ATLANTA – A large spider native to East Asia is spinning its thick, golden web on power lines, porches and vegetable patches across northern Georgia this year – a spread that has driven some anxious homeowners indoors and prompted a slew of anxious social media posts.
In metro Atlanta, self-described arachnophobe Jennifer Turpin stopped blowing leaves in her yard after inadvertently walking into a web created by a guru spider. Stephen Carter avoided a walking path along the Chattahoochee River as he encountered Joro Nets every tens of steps.
Far east in Winterfell, Georgia, Will Hudson’s front porch is rendered unusable amid an abundance of 10-foot (3-meter) deep Joro nets. Hudson estimates that he killed more than 300 spiders on his property.
“Networks are a real mess,” said Hudson, an entomologist at the University of Georgia. “No one wants to walk out the door in the morning, walk down the stairs and have a face full of spider webs.”
The Joro – Trichonephila clavata – is part of a group of spiders known as orb weavers for their highly organized wheel-shaped webs. Common in Japan, China, Korea, and Taiwan, female guru have yellow, blue, and red colored markings on their bodies. They can measure 3 inches (8 cm) when their legs are fully extended.
It is not clear exactly how and when the first spider guru reached the United States. In Georgia, a researcher identified one 80 miles (128 km) northeast of Atlanta in 2014. They were also found in South Carolina, and Hudson is convinced they will. spread across the south.
It’s also not clear why they’re in abundance this year, although experts agree their numbers have exploded.
“We see natural tides in groups of many different species that may be related to local conditions, particularly subtle changes in precipitation,” said Paula Cushing, an aquabiologist at the Denver Museum of Nature and Science.
Cushing and other experts say that Joros are not a threat to humans or dogs and cats and will not bite them unless they feel very threatened. Hudson said a researcher collecting her with her bare hands reported an accidental pinch, but said spiders never broke their skin.

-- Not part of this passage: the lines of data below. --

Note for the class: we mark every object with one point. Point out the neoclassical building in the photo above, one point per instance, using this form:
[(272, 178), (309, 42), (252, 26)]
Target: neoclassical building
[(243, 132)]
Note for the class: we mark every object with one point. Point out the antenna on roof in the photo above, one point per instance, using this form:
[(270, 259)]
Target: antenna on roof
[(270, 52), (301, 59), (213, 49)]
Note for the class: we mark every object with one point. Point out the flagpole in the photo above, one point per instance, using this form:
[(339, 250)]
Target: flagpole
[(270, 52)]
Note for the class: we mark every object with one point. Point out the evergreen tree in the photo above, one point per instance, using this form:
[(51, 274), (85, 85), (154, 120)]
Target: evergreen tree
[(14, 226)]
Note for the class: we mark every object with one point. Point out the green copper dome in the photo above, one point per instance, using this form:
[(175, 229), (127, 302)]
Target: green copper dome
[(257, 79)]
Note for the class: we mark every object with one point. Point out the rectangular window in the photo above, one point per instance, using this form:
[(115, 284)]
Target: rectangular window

However, researchers do not fully agree on the effect, if any, of the spider has on other species and the environment.
Debbie Gilbert, 67, can’t wait to find out. She has adopted a zero-tolerance policy for spiders around her home in Norcross, Georgia, wrapping their webs with a stick, dropping and trampling them.
I don’t advocate killing anything. I live at peace with all the spiders here and everything else. “But (Gurus) doesn’t belong here, that’s it.”
Turpin, 50, tried to set fire to a guru’s spider web in her East Cobb home, but then got scared that it would fall on her and fall into a ditch as she quickly retreated. She had a neighbor remove it instead.
“I don’t think I’m going to do yard work anymore,” she said.
Goros helps suppress mosquitoes and killer flies, said another entomologist Nancy Henkel at the University of Georgia, one of the few spiders that will capture and eat brown stink bugs, which are dangerous pests of many crops.
“That’s cool. That’s exciting. Spiders are our friends,” she said. “They’re out there hunting all the pests we don’t want around our house.”
Ann Ripstra, who studies spider behavior at the University of Miami, has been more circumspect in her assessment of possible Jura effects, saying more research is needed.
“I’ve always erred on the side of caution when you have something that establishes itself in a place where it’s not supposed to be,” she said.
Researchers at Clemson University in South Carolina were also more cautious, saying in a fact sheet published online in August that they “do not yet know whether there will be any negative effects from this non-native species on the local environment in South Carolina.”
Amateur gardeners and naturalists have raised concerns about the safety of native spiders, bees, and other pollinators.
Cushing said Joros may be large enough to stand up to large pollinators caught in their nets, but that these insects may be a tiny part of their diet. Rypstra has studied a similar type of spider and said that its webs are used by other spiders as a food source, so Joro may help domestic spiders. But she said there is also evidence that Uros competes with other weavers.
Conclusion: There are many unknowns.
Most Joros are expected to die by late November, but they may return in large or even greater numbers next year, although scientists say even this is difficult to predict with certainty.
Anthony Trindell, a homeowner in Suwanee, Georgia, is enjoying it at the moment. He created a website, jorospider.com, to share his enthusiasm about spiders and advance their understanding. He said that while they raise fears and can be intimidating, they are also beautiful.
“Things have been difficult,” he said. “I wanted to find some good in this world. For me, nature is an easy place to find.”